The conclusions that can be drawn from this study are as follows:

• An increase in the f-factor, leading to a more accurate coupling between the capillary tube and suction line, brings as an advantage an increase in the degree of superheating of the refrigerant entering the compressor, reducing the risk due to the presence of liquid in the compressor.

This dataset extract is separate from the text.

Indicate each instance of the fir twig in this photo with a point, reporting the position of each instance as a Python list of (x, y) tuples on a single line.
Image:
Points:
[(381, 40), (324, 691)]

On the other hand, the COP increase is almost negligible, in the order of 3%, in line with data in the literature (Ji Hwan Jeong, 2012 [7]).
• The increase in the capillary tube length of 300% has an influence on the degree of overheating and on the decrease in refrigerant charge of up to 60%, which contributes to charge reduction but, in turn, causes a decrease in cooling capacity.